Horace Mitchell Miner (May 26, 1912 – November 26, 1993) was an American anthropologist, particularly interested in those languages of his time that were still closely tied to the earth and agricultural practices.

==Education==
He education included a Bachelor of Arts from the University of Kentucky (1933), a Master of Arts from the University Chicago (1935), a PhD from the University of Chicago (1937), and a Postgrad as a Yale Institute Human Relations fellow), Columbia, (1942).

==Career==
After earning his doctorate at the University of Chicago, he went on to teach there. In 1937, he began to teach at Wayne State University. During World War II, he served as a Counterintelligence Corps agent, where he earned the rank of lieutenant-colonel.
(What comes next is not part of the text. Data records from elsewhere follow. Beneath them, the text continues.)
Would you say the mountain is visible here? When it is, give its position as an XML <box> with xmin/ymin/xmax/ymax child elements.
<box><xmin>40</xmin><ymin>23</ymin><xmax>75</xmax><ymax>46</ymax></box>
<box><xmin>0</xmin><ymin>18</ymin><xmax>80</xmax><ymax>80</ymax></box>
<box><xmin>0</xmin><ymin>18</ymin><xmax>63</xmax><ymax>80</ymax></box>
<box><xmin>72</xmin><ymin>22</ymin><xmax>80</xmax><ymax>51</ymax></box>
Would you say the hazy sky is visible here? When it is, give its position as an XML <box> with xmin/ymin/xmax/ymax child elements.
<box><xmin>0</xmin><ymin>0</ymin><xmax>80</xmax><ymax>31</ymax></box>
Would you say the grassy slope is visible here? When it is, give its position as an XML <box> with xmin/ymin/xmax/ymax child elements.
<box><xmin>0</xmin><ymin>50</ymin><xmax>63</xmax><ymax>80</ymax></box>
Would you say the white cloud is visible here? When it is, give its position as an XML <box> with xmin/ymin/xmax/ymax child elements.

After 1946, Miner worked at the University of Michigan as a professor of sociology, professor of anthropology, and museum research associate. He received a Fulbright Award in 1950 for his research in Algeria, which involved giving Rorschach tests to the locals. In 1961, he travelled to Makerere College in Uganda on a Fulbright Scholarship.

He published several books, including Culture and Agriculture (1949) and City in Modern Africa (1967). However, he is equally famous for a satirical essay entitled "Body Ritual among the Nacirema" (1956), which not only satirizes American culture from an anthropological perspective and, as the Encyclopedia of Social and Cultural Anthropology states, "...offered incipient cultural critiques of Euro-American arrogance, by showing that magic is not the prerogative of non-Western societies," but also provides "a classic and apt example of how ethnocentrism can color one's thinking."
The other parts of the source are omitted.